This article offered a lot of insight on the validity of studies and how much bias truly affects most of them. Being a psychology minor, we are required to participate in 6 credits worth of studies conducted by faculty. They then form a conclusion based on the results. However, the valid point the article made was how can you make a conclusion based on a certain population. If I am being honest, I fly through those surveys, as most probably do. We do not do them because we are interested, we do them because they are required. The results that the faculty member receives from a bunch of undergraduate students in an introductory psychology class are most likely far from what the conclusions would be from the general population. The fact that most studies cannot reproduce the same results, shows that the results were inaccurate in the first place.

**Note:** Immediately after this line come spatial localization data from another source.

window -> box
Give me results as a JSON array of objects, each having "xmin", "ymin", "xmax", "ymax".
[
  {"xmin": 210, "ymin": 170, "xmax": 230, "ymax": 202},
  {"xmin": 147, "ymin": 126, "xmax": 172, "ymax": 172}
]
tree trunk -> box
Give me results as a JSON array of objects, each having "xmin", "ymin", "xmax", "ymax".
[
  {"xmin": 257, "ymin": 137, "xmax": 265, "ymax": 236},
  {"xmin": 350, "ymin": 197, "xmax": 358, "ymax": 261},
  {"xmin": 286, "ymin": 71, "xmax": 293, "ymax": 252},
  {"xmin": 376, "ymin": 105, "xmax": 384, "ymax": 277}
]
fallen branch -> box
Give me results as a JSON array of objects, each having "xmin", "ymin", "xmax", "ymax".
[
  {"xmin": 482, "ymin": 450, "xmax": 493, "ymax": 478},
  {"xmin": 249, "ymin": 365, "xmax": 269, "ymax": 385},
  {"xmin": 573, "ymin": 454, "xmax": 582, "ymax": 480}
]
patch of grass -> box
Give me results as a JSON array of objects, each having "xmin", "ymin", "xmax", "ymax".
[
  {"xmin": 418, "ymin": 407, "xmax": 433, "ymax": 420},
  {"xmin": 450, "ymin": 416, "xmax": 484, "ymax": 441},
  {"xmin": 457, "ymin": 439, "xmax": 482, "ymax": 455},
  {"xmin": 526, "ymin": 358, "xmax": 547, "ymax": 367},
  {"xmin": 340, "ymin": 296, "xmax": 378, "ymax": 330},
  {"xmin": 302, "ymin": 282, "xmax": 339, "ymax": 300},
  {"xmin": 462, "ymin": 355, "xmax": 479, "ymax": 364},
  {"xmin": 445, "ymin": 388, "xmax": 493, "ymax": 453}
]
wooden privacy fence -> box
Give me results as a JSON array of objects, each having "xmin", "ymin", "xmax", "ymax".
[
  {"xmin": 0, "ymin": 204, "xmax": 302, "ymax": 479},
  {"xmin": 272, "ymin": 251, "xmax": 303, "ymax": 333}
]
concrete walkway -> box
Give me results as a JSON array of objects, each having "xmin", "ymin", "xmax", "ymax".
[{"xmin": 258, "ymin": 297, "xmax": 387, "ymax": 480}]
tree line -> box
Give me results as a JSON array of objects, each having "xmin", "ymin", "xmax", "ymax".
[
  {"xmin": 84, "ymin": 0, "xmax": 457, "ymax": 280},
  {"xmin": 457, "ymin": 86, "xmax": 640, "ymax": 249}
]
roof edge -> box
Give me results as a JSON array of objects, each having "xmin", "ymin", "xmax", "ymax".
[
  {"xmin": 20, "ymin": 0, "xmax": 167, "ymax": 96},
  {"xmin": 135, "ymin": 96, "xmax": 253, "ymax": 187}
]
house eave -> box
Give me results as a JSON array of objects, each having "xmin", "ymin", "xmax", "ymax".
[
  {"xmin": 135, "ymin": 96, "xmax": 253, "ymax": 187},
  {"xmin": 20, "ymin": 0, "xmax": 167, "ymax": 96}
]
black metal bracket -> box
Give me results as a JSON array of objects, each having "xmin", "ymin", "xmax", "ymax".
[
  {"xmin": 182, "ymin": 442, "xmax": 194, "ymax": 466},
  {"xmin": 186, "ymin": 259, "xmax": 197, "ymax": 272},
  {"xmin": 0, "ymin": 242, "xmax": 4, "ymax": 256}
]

In my paradigm shift research, I have to ensure that if I obtain studies, they are taken from a population and not simply conducted by grad students with results from hungover college students. These results would cause conclusions that may not particularly be true or actually conclude anything. If I include studies, I must check the person who conducted the study, as well as analyze who the participants were and if the conclusion was made accurately. The problem with including studies, as mentioned by the article, is that the results most likely won’t pertain to you, because of the population they were taken from. I also have to ensure that any research I collect, such as statistics, are from credible sites that obtain their results from an unbiased group.

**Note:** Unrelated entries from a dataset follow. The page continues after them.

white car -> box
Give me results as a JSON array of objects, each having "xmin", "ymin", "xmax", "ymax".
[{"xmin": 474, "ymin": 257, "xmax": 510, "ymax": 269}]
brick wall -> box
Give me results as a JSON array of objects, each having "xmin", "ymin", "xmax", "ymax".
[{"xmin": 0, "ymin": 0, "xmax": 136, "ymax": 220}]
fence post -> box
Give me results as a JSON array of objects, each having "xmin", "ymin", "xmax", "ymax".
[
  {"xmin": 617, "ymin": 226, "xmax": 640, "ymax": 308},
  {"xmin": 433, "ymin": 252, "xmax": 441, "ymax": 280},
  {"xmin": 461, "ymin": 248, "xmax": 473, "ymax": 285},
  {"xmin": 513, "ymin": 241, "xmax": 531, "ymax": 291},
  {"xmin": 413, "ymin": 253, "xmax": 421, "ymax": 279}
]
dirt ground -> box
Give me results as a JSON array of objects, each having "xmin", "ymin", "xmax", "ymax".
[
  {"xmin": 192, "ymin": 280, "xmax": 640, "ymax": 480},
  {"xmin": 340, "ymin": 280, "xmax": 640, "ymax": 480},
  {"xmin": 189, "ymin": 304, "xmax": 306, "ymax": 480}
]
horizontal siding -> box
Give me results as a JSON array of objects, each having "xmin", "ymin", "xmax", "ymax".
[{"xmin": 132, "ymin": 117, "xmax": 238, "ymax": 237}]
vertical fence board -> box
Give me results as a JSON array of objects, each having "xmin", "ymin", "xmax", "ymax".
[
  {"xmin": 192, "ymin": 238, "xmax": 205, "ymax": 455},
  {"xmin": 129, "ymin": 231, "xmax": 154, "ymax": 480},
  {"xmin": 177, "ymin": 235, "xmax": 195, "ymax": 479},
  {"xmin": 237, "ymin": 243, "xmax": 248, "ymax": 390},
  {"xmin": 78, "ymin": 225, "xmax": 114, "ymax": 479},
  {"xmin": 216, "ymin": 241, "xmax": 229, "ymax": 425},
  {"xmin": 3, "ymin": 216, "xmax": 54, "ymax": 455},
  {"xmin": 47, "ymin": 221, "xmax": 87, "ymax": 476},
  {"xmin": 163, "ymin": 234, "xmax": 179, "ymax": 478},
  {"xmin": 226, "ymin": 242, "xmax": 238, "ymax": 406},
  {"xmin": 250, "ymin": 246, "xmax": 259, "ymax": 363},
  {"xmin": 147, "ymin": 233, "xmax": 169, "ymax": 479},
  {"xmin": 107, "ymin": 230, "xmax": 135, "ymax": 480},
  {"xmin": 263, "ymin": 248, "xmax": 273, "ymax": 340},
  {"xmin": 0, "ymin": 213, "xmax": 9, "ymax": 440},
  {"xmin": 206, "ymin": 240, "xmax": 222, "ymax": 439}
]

Finding a study that uses a random sampling of the population is ideal. As you stated, data gets skewed when the results are inaccurate purely based on the lack of motivation to answer the survey. Also, sticking to the data and making your own generalization based purely off data is the best way to create a viewpoint rather than reading someone else have an opinion on a certain data set because of biases.
Hopefully, the required surveys you have to do are for studies specifically done on undergraduate students. If these studies are meant to represent the entire population, then they are going to be incredibly biased. Also, I think it is a good thing that not all people being surveyed are interested in the topic. If people only take surveys they are interested in, then the results will also be biased, as not all people in the population are as interested.